When you contact a therapist, you can present your case briefly and let the therapist start talking. Then...
One thing to watch out for is that the therapist doesn't just have a standard, ready-made answer. A good therapist will ask you lots of questions about your dog and his/her history, how you brought the dog up, when the problem first started, when and where it occurs, and so on. The therapist will want to make a house visit and watch you with the dog. S/he might ask you to do various things with the dog, perhaps even asking you to do something that will make the dog show the growling or snapping behavior. (A good therapist will not ask you to do this in a way that puts you or your dog at risk -- neither physical risk, nor emotional and psychological risk.) A good therapist will take a thorough look at you and your dog as individuals and at your particular relationship. If the therapist already knows the answer before you even tell your story, it's better to look for someone else.
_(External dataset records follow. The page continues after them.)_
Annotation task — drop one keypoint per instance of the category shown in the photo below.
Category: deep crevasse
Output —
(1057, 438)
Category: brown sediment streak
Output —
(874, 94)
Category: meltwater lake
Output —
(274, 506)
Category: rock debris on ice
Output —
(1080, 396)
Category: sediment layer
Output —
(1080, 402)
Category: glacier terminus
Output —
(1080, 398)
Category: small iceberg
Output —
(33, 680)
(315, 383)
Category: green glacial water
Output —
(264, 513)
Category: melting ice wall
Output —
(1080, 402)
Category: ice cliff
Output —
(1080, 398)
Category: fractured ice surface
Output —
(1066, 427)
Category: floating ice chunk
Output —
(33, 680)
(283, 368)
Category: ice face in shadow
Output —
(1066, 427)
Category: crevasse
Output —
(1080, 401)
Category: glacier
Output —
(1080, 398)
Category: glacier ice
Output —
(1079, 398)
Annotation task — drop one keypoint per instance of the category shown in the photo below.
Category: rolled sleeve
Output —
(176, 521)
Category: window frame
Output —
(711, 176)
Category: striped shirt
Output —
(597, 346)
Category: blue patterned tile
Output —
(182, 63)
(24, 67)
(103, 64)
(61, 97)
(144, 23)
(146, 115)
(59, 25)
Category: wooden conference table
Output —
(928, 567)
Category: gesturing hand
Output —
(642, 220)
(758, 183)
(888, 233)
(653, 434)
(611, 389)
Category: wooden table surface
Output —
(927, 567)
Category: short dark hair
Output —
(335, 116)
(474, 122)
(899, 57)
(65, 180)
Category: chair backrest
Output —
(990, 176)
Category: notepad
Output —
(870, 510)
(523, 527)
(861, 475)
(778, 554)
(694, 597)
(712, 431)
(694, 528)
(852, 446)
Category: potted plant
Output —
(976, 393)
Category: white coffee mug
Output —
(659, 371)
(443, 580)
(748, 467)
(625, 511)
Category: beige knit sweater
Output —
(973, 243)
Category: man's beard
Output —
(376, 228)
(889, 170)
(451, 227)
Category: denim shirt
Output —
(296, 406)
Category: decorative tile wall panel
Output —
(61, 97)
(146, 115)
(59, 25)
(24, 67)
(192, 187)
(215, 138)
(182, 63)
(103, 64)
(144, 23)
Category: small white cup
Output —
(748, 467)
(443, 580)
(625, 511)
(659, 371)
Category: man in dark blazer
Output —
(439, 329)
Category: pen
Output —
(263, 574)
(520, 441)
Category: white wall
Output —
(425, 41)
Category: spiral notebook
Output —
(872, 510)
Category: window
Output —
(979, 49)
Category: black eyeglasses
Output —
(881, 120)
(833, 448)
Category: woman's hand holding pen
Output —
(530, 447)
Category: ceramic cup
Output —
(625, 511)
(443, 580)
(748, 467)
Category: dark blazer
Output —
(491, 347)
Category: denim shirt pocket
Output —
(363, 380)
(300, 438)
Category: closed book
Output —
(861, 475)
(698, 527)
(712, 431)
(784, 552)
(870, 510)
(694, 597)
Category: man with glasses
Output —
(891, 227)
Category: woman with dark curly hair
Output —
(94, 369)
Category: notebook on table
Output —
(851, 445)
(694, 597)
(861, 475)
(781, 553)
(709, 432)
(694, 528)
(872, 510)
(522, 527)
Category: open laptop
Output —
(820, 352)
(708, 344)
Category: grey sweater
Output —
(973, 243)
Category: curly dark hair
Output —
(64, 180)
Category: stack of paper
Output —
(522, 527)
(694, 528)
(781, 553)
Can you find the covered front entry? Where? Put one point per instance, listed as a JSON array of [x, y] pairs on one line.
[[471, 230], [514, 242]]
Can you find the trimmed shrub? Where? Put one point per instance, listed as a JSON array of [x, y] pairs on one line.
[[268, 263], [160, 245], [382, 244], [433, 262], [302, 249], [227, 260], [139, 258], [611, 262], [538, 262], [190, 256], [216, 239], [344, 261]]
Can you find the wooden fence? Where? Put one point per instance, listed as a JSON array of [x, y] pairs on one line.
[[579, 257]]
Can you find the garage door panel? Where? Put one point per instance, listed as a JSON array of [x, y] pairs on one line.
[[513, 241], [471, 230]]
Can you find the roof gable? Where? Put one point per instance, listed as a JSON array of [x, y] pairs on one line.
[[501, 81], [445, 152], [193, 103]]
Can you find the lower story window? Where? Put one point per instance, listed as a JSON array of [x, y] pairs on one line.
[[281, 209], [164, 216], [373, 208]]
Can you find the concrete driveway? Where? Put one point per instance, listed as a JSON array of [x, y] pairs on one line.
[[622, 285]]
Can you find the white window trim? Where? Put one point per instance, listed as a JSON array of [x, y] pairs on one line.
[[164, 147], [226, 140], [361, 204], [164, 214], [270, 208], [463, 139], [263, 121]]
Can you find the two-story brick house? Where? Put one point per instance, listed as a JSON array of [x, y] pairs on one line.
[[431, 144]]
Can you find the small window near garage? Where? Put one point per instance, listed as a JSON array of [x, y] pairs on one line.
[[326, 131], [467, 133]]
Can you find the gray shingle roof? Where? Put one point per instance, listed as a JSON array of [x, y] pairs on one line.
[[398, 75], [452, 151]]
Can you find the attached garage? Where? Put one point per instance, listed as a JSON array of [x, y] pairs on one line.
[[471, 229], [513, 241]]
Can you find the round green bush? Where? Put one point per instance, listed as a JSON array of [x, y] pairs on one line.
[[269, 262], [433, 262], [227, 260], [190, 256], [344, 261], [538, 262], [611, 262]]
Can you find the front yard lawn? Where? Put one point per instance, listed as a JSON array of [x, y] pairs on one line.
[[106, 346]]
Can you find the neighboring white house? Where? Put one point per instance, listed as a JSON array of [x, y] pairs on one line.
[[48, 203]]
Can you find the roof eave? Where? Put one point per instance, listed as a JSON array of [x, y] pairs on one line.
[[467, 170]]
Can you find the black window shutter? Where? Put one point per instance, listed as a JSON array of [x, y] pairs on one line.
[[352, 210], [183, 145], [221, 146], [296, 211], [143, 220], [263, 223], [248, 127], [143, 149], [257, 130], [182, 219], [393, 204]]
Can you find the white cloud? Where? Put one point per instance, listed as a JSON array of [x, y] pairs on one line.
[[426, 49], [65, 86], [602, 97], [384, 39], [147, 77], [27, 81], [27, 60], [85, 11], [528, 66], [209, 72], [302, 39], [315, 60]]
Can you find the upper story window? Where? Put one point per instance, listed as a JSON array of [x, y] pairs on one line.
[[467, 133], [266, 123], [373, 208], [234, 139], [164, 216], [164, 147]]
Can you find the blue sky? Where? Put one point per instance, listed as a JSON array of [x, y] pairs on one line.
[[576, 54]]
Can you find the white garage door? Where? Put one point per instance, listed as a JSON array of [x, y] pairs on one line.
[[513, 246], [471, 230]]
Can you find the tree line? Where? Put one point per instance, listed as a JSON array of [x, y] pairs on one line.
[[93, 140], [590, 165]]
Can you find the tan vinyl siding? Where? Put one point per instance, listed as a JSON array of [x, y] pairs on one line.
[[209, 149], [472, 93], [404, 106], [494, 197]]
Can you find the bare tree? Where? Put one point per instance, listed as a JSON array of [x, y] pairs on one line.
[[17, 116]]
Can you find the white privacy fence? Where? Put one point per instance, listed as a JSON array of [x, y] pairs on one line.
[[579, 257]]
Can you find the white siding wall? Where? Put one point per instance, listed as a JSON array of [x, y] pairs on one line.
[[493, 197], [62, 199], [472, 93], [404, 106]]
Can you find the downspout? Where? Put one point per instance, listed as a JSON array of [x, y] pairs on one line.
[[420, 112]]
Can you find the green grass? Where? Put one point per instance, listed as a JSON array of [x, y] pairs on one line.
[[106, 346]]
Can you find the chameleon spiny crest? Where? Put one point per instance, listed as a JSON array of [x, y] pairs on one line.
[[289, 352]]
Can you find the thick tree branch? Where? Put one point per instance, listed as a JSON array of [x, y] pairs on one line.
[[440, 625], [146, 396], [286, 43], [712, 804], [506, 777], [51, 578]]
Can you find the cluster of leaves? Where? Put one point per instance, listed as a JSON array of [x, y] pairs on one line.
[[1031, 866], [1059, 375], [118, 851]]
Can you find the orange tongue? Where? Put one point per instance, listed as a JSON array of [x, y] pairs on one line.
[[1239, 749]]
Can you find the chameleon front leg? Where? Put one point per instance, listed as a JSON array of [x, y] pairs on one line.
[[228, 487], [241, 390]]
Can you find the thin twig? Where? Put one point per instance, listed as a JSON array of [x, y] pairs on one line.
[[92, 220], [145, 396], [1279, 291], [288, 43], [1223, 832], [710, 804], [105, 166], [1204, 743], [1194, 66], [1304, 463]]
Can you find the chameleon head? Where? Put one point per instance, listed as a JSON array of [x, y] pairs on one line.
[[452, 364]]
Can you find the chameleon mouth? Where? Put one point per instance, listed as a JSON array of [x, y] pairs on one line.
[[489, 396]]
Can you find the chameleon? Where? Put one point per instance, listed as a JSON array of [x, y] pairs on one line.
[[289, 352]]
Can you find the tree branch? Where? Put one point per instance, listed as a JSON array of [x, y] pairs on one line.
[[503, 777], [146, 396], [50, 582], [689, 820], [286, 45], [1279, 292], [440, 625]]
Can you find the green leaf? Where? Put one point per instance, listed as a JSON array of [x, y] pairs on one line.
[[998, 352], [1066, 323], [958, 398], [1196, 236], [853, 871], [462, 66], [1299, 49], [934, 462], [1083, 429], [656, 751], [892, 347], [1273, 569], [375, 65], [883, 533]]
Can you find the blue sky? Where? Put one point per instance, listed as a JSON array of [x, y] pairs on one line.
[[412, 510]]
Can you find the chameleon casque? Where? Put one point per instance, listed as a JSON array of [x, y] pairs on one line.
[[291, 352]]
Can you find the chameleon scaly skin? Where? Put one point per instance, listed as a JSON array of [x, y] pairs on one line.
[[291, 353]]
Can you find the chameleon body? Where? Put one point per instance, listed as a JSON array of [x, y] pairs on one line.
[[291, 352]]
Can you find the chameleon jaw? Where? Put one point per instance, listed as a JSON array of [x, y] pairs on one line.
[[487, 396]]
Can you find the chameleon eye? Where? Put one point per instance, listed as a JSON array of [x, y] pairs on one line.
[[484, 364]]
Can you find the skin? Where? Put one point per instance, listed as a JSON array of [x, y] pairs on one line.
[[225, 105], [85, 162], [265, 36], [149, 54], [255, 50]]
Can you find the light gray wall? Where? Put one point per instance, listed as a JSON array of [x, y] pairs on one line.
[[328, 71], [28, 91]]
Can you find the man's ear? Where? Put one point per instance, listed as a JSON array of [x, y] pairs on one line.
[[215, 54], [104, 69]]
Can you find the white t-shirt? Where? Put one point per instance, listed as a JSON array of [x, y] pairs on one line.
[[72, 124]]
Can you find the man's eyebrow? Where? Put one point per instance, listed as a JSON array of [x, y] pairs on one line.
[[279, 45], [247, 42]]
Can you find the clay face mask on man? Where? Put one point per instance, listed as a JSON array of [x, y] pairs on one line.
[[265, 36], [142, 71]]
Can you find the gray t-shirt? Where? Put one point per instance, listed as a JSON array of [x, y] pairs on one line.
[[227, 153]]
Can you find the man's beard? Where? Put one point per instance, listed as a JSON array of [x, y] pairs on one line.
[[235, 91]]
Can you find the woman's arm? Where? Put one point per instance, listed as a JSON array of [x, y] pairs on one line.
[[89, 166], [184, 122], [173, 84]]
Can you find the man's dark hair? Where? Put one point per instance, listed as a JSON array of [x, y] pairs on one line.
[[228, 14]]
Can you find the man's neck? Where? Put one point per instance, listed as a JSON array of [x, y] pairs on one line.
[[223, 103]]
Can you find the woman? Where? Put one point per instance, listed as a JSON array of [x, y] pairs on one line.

Another very important thing to watch out for is that the therapist doesn't start talking about dominating your dog by any technique that sounds the least bit like intimidation or punishment. Some good therapists will still talk about dominance and ranks and leadership -- but when they start explaining how to change these things, they will not be telling you to intimidate your dog, hit your dog, kick your dog, jerk on the choke chain, nor do anything else that is scary, painful, or intimidating for your dog. A good therapist will know exercises for you that make the dog feel less intimidated and worried rather than more.
The instant a trainer or therapist starts talking about punishing your dog or doing anything that is intimidating, scary, or painful for your dog, it's time to say, "thanks, but no thanks," and call someone else.